Community Research and Development Information Service - CORDIS


Aggregation selection Report Summary

Project ID: 653963
Funded under: H2020-EU.1.3.2.

Periodic Reporting for period 1 - Aggregation selection (Genome-wide screen of aggregation selection)

Reporting period: 2015-08-01 to 2017-07-31

Summary of the context and overall objectives of the project

In order to carry out their biological function, proteins must fold into a unique native state. However, the failure of a polypeptide to acquire or maintain this native state can result in protein aggregation, caused by the interaction of solvent-exposed hydrophobic stretches. The study of this event has grown into a dynamic scientific field, mainly due to its association with numerous human diseases such as Alzheimer’s and Parkinson’s disease. Moreover, aggregation is one of the most critical problems in recombinant protein expression in experimental investigations and large-scale protein production. In contrast, in addition to playing a role in pathogenicity, numerous examples exist of cells exploiting protein aggregation for crucial functional purposes, such as scaffolding melanin in the skin or storing hormones intracellularly.
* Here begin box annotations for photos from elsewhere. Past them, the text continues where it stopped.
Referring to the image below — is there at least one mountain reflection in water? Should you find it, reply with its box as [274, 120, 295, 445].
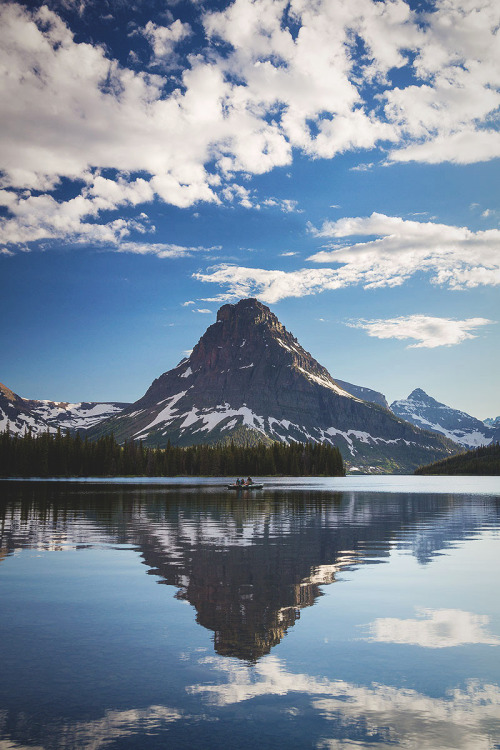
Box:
[0, 478, 500, 750]
[0, 483, 499, 663]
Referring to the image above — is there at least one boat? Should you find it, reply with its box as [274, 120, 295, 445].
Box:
[226, 482, 264, 490]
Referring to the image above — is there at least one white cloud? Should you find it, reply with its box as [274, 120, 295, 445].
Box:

To investigate the molecular events underlying the intracellular aggregation process and aggregation-driven toxicity, several model systems have been developed. Simple unicellular organisms, such as bacteria or yeast, are used as models for studying protein deposition inside the cell, as they have simple growth requirements and an extensive background knowledge base (e.g. well annotated genomes sequences). Genome-wide screens in these organisms identified processes that maintain proteome stability and promote folding and clearance (e.g. chaperones, proteasome subunits, stress- induced transcriptional regulators).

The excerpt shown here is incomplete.